Лисандра так засмотрелась на поединщиц, что не заметила, как к ней подошел Катувольк.
Красавец галл увязал рыжеватые волосы в хвост на затылке и был облачен лишь в набедренную повязку, позволявшую как следует оценить мускулистое тело. В руках у него был бурдючок с вином, который он тут же протянул Лисандре, а сам уселся на землю.
— А ты в дерьме по уши, — сообщил он ей, когда она вытащила затычку и сделала глоток.
— Это почему? — спросила Лисандра.
— А потому, что выручила свою маленькую подружку. — Катувольк указал на Варию. — Грета нажаловалась на тебя Нестасену, и он задумал образцово-показательно с тобой посчитаться.
Лисандра пожала плечами. Нубиец находил извращенное удовольствие в том, чтобы причинять боль.
— Хоть какое-то разнообразие, — отмахнулась она.
Катувольк хмыкнул и потянулся за бурдючком.
— Ты, Лиса, похоже, не очень-то боишься его?
Лисандра слегка напряглась, услышав свое имя в этакой приятельской, уменьшительной форме.
— Спартанцы ничего не боятся, — сказала она.
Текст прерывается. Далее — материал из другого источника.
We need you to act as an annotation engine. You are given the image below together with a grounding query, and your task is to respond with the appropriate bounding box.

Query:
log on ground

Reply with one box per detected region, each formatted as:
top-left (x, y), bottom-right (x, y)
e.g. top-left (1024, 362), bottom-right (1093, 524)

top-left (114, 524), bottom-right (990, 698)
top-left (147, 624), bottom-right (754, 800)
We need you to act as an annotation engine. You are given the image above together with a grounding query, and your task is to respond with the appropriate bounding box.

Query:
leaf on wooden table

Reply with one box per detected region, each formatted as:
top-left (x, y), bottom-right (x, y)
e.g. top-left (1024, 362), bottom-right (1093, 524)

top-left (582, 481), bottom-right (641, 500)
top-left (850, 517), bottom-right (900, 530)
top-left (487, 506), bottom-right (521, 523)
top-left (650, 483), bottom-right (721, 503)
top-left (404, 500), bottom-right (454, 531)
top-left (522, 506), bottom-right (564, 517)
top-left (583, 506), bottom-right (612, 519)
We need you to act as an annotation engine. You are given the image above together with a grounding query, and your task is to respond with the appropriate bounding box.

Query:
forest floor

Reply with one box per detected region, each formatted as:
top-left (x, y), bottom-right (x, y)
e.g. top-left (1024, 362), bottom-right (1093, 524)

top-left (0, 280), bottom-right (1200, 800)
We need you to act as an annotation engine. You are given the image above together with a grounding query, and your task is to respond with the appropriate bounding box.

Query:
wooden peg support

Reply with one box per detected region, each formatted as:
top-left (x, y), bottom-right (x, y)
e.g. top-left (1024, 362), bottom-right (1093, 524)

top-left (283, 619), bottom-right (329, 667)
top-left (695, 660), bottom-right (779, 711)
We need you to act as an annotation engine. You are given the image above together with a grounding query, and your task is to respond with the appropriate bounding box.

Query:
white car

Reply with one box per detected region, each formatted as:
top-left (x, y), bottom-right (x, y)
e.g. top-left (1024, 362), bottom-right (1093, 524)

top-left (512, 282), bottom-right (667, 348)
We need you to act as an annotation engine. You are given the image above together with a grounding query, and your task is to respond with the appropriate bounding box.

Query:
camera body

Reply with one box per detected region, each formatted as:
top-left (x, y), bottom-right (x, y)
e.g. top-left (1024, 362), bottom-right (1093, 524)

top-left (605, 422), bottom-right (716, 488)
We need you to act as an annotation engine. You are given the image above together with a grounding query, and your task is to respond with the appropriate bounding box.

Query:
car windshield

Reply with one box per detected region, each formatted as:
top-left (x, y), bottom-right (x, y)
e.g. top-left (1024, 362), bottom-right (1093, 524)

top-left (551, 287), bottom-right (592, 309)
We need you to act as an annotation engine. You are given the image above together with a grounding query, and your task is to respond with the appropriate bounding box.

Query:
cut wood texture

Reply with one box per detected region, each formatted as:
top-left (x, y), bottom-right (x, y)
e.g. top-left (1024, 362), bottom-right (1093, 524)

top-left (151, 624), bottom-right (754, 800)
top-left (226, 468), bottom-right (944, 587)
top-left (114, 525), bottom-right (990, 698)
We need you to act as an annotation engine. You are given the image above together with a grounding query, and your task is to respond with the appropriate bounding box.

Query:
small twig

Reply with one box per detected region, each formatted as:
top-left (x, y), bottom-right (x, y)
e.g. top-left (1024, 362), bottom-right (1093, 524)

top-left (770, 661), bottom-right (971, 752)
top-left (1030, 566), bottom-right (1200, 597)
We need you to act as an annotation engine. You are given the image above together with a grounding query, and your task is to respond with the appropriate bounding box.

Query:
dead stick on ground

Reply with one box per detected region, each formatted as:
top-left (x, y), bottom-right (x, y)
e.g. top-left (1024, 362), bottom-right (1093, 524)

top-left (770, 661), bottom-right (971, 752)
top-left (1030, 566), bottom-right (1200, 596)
— У тебя свитка с подобными изречениями случаем нету? — спросил молодой галл. — Ты, по-моему, имеешь готовые ответы на все вопросы. Беда лишь в том, что они — не твои. Ты свое собственное мнение вообще когда-нибудь высказываешь?
Лисандра наградила его высокомерным взглядом.
— Я говорю, когда это необходимо. Спартанцы не занимаются болтовней ради болтовни. Мы слишком хорошо знаем цену слов. Я слышала, что у других народов это даже вошло в поговорку.
Катувольк жестом предложил ей пояснить.
— Лаконичность, — сказала она. — Это от слова «Лакедемон». Так называется область Эллады, где расположена Спарта.
— А ты, похоже, гордая.
— Еще бы мне не гордиться! — Лисандра предпочла пропустить ироничный тон Катуволька мимо ушей. — Все прочие люди бессильны понять, что это значит — быть спартанцем!
Посвящать наставника в подробности своего внутреннего разлада — является ли сама она настоящей спартанкой? — Лисандра, понятное дело, не стала.
Катувольк сменил тему:
— Тит решил, что вам, новеньким, будет полезно побольше общаться с ветеранами. Для этого сегодня вечером будет общее празднество.
Лисандра хмыкнула.
— Ну что ж. Желаю повеселиться.
— Знаешь что, Лиса, тебе легче будет здесь жить, если ты перестанешь сторониться других женщин. Покамест тебя, знаешь ли, здесь не особенно любят.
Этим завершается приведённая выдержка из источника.